If you fancy your chances as a treasure hunter, you could win a £1,000 antique engagement ring. A treasure hunt hits central London on Saturday 6 February, and participants will have to solve the clues in order to track the ring down.
The prize is an antique Art Deco engagement ring - with diamonds set in white gold. The 200-year-old ring has been valued at £1,000, so it could help make the expensive business of proposing far less burdensome. You could put the money you save towards the wedding - or something more lasting.
The event is being held by love antiques.com, which has written ten cryptic clues in rhyming couplets in order to guide people around London statues and onto the prize.
To take part you will have to submit your email address to the treasure hunt website before midnight this Friday. At 10am on Saturday, everyone taking part will be emailed the location of the first statue.
Once you have solved the clue and raced to the statue, you need to send a photo of yourself in front of it (either by text or email) and you'll receive the next clue within 10 minutes (or get a message saying you're in the wrong place!).
If you are the first person to the final statue, once you have sent your selfie, a member of the treasure hunt team will find you at the statue and hand over your prize. It has suggested that contestants start researching London statues as soon as possible.
This follows a long tradition of real-life treasure hunts as publicity stunts. Back in December last year, to promote their latest album, London band Moones decided to spend their £4,000 music video budget on a treasure hunt instead. They hid a secret code under a piece of chewing gum on a wall in London - and live-streamed a relatively close-up shot. Every time the video count doubled, the camera would zoom out a little to make locating the wall easier. The prize was claimed by 3pm - and an interview with the winner was live-streamed too.

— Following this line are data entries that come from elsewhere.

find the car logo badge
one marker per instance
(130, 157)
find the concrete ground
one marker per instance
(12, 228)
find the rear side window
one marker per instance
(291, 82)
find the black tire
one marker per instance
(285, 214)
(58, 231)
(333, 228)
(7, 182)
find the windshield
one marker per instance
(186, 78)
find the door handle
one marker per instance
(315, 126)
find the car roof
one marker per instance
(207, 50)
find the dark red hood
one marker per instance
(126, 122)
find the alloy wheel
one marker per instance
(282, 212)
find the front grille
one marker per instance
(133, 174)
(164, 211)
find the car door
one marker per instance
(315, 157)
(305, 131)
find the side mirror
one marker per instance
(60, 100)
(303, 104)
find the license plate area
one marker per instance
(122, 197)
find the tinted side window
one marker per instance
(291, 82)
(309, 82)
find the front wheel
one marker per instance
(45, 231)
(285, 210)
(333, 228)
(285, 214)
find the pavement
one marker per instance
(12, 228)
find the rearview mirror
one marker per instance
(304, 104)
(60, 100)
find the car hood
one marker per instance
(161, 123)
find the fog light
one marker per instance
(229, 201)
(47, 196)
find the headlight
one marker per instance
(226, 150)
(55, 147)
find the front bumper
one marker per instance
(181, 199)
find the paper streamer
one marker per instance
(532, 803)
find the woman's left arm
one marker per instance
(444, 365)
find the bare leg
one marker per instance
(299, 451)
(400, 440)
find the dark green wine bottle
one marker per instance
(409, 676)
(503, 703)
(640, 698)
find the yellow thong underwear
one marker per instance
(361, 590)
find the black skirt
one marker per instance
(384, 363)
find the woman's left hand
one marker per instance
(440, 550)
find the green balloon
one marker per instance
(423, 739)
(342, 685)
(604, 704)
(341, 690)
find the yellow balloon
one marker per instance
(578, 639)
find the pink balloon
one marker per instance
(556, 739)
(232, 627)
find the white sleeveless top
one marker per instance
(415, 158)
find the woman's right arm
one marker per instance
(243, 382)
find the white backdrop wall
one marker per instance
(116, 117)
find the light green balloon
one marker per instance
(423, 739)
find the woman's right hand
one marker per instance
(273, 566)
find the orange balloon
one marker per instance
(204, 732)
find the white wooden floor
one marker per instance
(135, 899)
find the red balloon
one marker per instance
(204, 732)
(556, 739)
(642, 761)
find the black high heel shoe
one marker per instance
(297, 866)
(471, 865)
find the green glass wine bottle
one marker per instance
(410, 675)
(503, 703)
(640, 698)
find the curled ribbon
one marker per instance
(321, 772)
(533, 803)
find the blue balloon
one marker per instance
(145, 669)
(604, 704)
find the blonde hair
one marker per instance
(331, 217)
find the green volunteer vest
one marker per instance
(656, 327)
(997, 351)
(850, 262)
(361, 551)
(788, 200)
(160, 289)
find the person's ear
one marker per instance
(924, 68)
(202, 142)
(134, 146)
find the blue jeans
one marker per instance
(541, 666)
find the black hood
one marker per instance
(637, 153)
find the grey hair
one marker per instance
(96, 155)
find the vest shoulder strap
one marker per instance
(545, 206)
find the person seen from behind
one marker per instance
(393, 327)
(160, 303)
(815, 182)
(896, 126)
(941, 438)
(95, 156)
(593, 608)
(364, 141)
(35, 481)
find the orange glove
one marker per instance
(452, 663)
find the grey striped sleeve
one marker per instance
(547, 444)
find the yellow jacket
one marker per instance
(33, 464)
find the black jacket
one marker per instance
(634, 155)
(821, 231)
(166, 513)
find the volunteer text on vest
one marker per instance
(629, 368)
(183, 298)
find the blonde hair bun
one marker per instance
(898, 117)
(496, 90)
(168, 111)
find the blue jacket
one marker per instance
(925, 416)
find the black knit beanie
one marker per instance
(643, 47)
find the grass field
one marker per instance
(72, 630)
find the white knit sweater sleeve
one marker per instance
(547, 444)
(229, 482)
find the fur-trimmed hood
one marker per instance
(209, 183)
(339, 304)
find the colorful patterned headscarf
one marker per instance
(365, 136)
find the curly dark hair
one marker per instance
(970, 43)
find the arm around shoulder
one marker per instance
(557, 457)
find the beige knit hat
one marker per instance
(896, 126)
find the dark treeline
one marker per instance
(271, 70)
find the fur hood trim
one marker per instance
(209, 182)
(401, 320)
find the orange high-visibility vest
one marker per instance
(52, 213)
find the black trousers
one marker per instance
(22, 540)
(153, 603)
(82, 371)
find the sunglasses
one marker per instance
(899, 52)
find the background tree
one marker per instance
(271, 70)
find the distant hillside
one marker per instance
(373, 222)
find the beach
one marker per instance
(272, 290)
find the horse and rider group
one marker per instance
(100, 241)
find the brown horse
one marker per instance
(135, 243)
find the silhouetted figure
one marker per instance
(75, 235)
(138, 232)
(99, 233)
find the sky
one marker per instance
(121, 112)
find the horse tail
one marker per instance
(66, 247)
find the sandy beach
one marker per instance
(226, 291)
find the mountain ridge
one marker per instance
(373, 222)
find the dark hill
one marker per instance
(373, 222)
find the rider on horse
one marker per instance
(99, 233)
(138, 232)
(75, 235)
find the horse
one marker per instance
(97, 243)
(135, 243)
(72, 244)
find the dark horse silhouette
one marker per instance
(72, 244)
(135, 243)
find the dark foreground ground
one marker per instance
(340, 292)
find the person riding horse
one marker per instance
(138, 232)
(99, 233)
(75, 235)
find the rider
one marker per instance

In June 2014, a Californian millionaire hid envelopes stuffed with £100 in cash around Kensington Gardens in London and tweeted clues to help people find them. The winners were invited to tweet celebratory pictures of themselves.
In 2011 Jay-Z sent fans on a treasure hunt, to find all 320 pages of his autobiography, Decoded. They were hidden in locations related in some way to the text on each page - from the bottom of a swimming pool in Miami to cheeseburger wrappers in New York. The people who found the pages first, and checked them into a dedicated website, got the chance to win two tickets for every Zay-Z concert for life.
However, treasure hunts don't always go entirely according to plan. In 2007, Dr Pepper held a multi-city treasure hunt with a grand prize of $1 million. For the Boston part of the hunt, they decided to hide a gold coin in Granary Burial Ground - the cemetery where Samuel Adams and Paul Revere are buried. It didn't occur to the organisers what would happen if a hoard of treasure-hunters hit a cemetery - presumably armed with spades. Fortunately, Boston officials closed the cemetery and found the coin themselves.